Toshihito
- Pronunciation: toɕiçito (IPA)
- Gender: Male

Origin
- Word/name: Japanese
- Meaning: Different meanings depending on the kanji used

Other names
- Alternative spelling: Tosihito (Kunrei-shiki) Tosihito (Nihon-shiki) Toshihito (Hepburn)

= Toshihito =

Toshihito is a masculine Japanese given name.

== Written forms ==
Toshihito can be written using different combinations of kanji characters. Some examples:

- 敏仁, "agile, humanity"
- 敏人, "agile, person"
- 俊仁, "talented, humanity"
- 俊人, "talented, person"
- 利仁, "benefit, humanity"
- 利人, "benefit, person"
- 年仁, "year, humanity"
- 年人, "year, person"
- 寿仁, "long life, humanity"
- 寿人, "long life, person"

The name can also be written in hiragana としひと or katakana トシヒト.

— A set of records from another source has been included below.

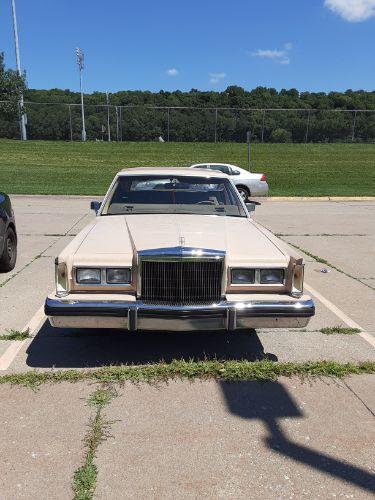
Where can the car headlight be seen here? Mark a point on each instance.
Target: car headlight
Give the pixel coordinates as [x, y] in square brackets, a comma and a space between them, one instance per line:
[243, 276]
[297, 282]
[61, 279]
[88, 276]
[271, 276]
[120, 275]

==Notable people with the name==
- Toshihito Abe (阿部 俊人, born 1988), Japanese baseball player.
- Toshihito Fujiwara (藤原 利仁, unknown birth and death dates), Japanese general.
- Prince Hachijō Toshihito (八条宮 智仁親王, 1579–1629), Japanese prince.
- Toshihito Ishimaru (石丸 利人, born 1931), Japanese boxer.
- Toshihito Ito (伊藤 俊人, 1962–2002), Japanese actor.